On person inquired about whether there is any danger of the investment exploding when using the fast burnout process we have been discussing.
I have had only one occasion when the investment “exploded,” so to speak, and spread investment all over the inside of the burnout kiln. On that occasion a student had mixed his investment with improper proportions and the flask was filled with blobs of investment instead of a smooth pour with cream-like consistency. I speculate that, but cannot prove, that the lumpy investment left large cavities in the flask that trapped steam during the burnout. The steam probably blew out the investment when sufficient pressure built up. With a normal pour there are no cavities to trap steam so fast burnout usually works fine.
Are there any other experiences out there to add to this scenerio?
A few years ago I was talking on the telephone with the retired Director of Research at Ransom and Randolph. I cannot recall the exact topic of discussion but it had something to do with burnout time. He suggested that I could burn out a flask much faster if I put it into a hot oven rather than ramping the temperature up slowly over a period of hours. I remember remarking that I thought that the sudden thermal shock might cause the investment to crack but I tried his suggestion.
Ever since then I seldom put flasks in a cold oven for burnout and I generally don’t use a computer controller to ramp up the kiln temperature. Instead I pre-heat the oven to 1350 F (about 732 C). I have marked my manual oven control to hold that temperature and while teaching the oven remains at that temperature throughout the week.
“This is crazy!” you say, but let me explain what is going on an why I use this unusual burnout procedure.
First, I was cautioned to make sure that the flask was not partially dried. That might cause cracking. If the flask had set for several hours or over the weekend it should be immersed in water until the investment is thoroughly moistened. Then if the flask is placed in a hot oven, the moisture in the pores of the investment will turn to steam and escape. As long as water or steam is present, the flask internal temperature cannot rise above 212 F (100 C) the boiling point of water. In the case of small 2 x 2.5 inch flasks the core temperature remains at 212 F (100 C) for about 20 minutes until all of the water is vaporized.

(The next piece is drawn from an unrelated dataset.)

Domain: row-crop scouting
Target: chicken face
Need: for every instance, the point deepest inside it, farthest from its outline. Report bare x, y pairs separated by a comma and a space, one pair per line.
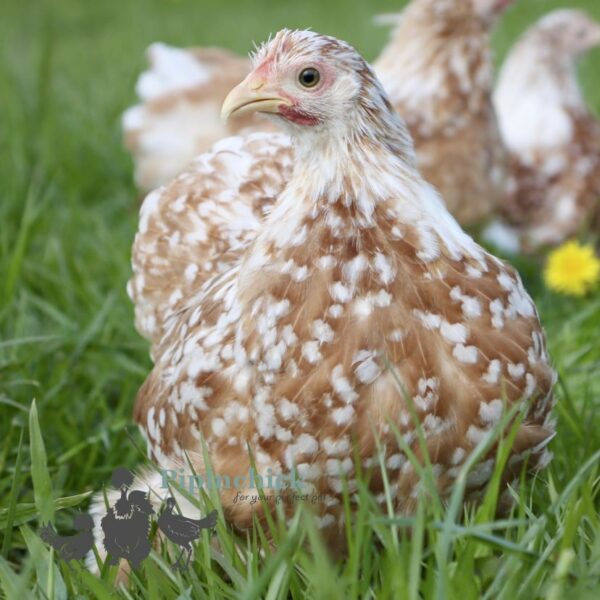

At the same time the wax melts and runs out of the sprue and pouring cup. The investment does not crack and I have done this fast burnout many times.
There is another side benefit of having a very hot oven. We don’t get any significant amount of vaporized wax to smell up the shop. Instead the wax turns to carbon and then combines with oxygen in the air to form carbon dioxide (CO2) a colorless, odorless gas. Be sure to leave the oven door cracked to permit air to enter. I still use a vented exhaust hood over the burnout oven, but there is still little odor to the exhausted gasses. I would suggest this completely eliminates the need for a steam dewaxer.
Once all the water leaves the pores in the investment, the flask rapidly rises to the final burnout temperature where I allow it to remain until all the wax is completely eliminated. This is determined by looking at the sprue opening and the pouring cup in the flask. As long as the surface around the opening is gray we know the burnout is incomplete. The gray coating is incompletely vaporized carbon residue. When all wax or carbon residue is gone the burnout is complete. The opening of the flask is chauky white. Total burnout time is as long as it takes to obtain a white flask and is not dependent on any particular time-temperature program. Small flasks will burnout rapidly in an hour or two while large flasks (or an oven full of small flasks) will take longer. The test of how long is the white color of the sprue opening and pouring cup.
Try it. You’ll like it.
Do you believe me? Any discussion out there?